The Hubble Space Telescope (Figure 34.33 ) is capable of resolving optical images to an angular resolution of \(2.80 \cdot 10^{-7}\) rad with its 2.40 -m mirror. How large would a radio telescope have to be in order to image an object in the radio spectrum with the same resolution, assuming the wavelength of the waves is \(10.0 \mathrm{~cm} ?\)

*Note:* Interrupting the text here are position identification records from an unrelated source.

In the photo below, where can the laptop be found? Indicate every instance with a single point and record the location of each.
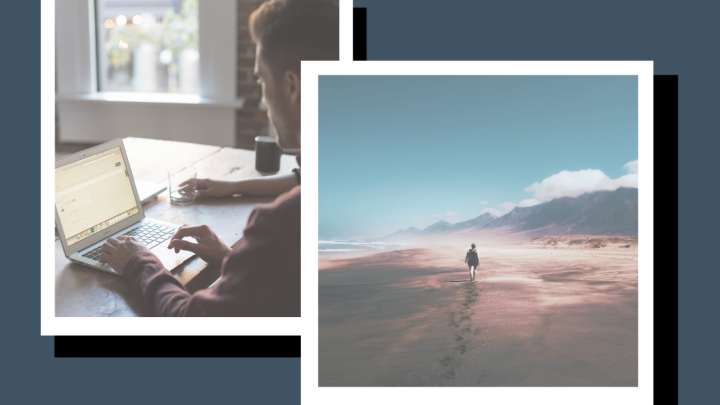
(96, 198)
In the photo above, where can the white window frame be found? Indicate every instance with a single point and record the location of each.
(88, 116)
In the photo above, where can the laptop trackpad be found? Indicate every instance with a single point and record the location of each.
(169, 258)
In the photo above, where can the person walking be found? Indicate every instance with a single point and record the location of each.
(472, 260)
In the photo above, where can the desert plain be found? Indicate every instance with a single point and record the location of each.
(554, 311)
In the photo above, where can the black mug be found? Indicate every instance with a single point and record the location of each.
(267, 154)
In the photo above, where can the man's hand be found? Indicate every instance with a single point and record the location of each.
(116, 252)
(209, 247)
(213, 188)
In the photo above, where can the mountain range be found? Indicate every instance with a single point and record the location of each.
(598, 213)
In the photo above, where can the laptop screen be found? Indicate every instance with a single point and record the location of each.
(92, 194)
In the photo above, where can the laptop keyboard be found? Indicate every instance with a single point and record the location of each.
(149, 233)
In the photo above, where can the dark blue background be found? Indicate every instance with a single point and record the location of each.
(29, 372)
(681, 38)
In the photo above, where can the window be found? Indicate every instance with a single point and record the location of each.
(148, 46)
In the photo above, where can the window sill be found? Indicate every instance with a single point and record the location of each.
(151, 99)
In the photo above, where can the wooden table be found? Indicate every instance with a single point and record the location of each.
(83, 291)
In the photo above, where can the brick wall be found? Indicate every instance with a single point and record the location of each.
(250, 121)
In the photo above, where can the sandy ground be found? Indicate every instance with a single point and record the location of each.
(555, 311)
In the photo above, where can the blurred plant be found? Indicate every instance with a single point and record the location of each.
(175, 32)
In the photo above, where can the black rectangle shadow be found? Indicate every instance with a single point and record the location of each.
(359, 33)
(665, 221)
(177, 346)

To find the wavelength at which the Hubble Space Telescope operates, we need to rearrange the angular resolution formula to solve for \(\lambda\): $$ \lambda = \frac{D \cdot \theta}{1.22} $$ Plug in the given values for the Hubble Space Telescope's angular resolution (\(\theta = 2.80 \cdot 10^{-7}\) rad) and the diameter of its mirror (D = 2.40 m): $$ \lambda_{Hubble} = \frac{2.40 \cdot (2.80 \cdot 10^{-7})}{1.22} $$ Calculate the wavelength: $$ \lambda_{Hubble} = 5.49 \cdot 10^{-7} \mathrm{m} $$

Now we want to find the diameter of the radio telescope to get the same angular resolution as the Hubble Space Telescope at a different wavelength. We can again use the angular resolution formula, rearranging for the diameter: $$ D_{radio} = \frac{1.22 \cdot \lambda_{radio}}{\theta} $$ We are given the wavelength of the radio waves (\(\lambda_{radio} = 10.0 \mathrm{cm} = 0.1 \mathrm{m}\)) and the angular resolution of the Hubble Space Telescope (\(\theta = 2.80 \cdot 10^{-7}\) rad). Plug in the values: $$ D_{radio} = \frac{1.22 \cdot 0.1}{2.80 \cdot 10^{-7}} $$ Calculate the diameter of the radio telescope: $$ D_{radio} = 43.6 \mathrm{m} $$ The radio telescope would have to be approximately 43.6 meters in diameter to achieve the same angular resolution as the Hubble Space Telescope.